1Password is an end-to-end encryption platform leaving AgileBits with no ability to view or decrypt patient records or any other data stored in 1Password. As a result, AgileBits is not defined as a Business Associate pursuant to HIPAA and thus is not subject to a Business Associate Agreement.
Confidentiality refers to protecting ePHI from unintended or unauthorized disclosure.
1Password satisfies the Confidentiality requirement through the use of strong and layered encryption while the data is at rest, either on the AgileBits servers or a user device, as well as while the data is being transmitted. At-rest encryption is performed using the Advanced Encryption Standard (NIST FIPS 197) using 256-bit symmetric cryptographic keys. The 256-bit symmetric keys are generated by your device using cryptographically appropriate pseudorandom number generators. All symmetric keys are encrypted using a public / private key pair and AgileBits is never in possession of the private key required to decrypt any of the symmetric encryption keys.
Integrity refers to protection against unauthorized, unintended or malicious modification of ePHI.
1Password satisfies the Integrity requirement through the use of strong encryption, access controls for vaults, Role-Based Access Controls for team administration, and secure storage based on the Amazon Web Services platform. AgileBits performs periodic security scans of the server infrastructure to detect possible tampering. AgileBits also makes use of periodic third-party security evaluations, including risk assessment of the server infrastructure and configuration, and penetration testing through various bug bounty programs.
Availability refers to access to ePHI data when and where it is needed.

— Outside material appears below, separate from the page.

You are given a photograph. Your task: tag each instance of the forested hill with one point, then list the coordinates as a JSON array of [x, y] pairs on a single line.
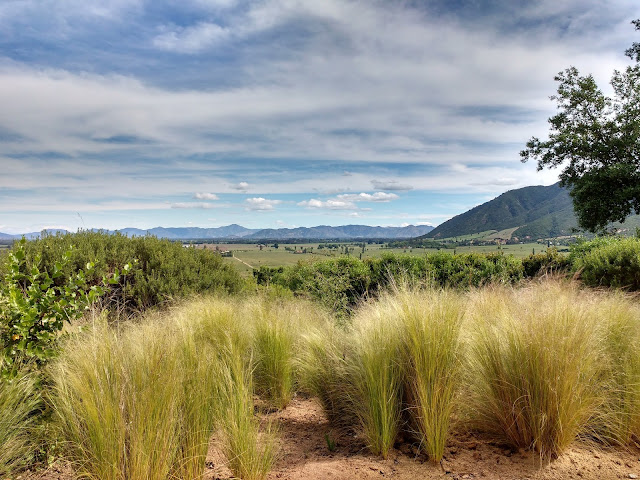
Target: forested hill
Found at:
[[537, 212]]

1Password satisfies the Availability requirement through the use of high-availability hosted services. Amazon Web Services consist of multiple availability zones (groupings of systems and resources with a single geographical region) as well as multiple geographical regions. In the event that an availability zone were to suffer a loss of availability, AgileBits would be able to create new server instances in another availability zone within the same region. Adherence to best practices, which includes authorizing multiple devices and secure storage of the Emergency Kit, will ensure that accidental loss of ePHI availability does not occur. Developing disaster recovery and business continuity plans will ensure that reasonably foreseeable events do not result in long-term loss of availability to ePHI.
1Password Security Design White Paper describes how threats to Confidentiality, Integrity and Availability are addressed.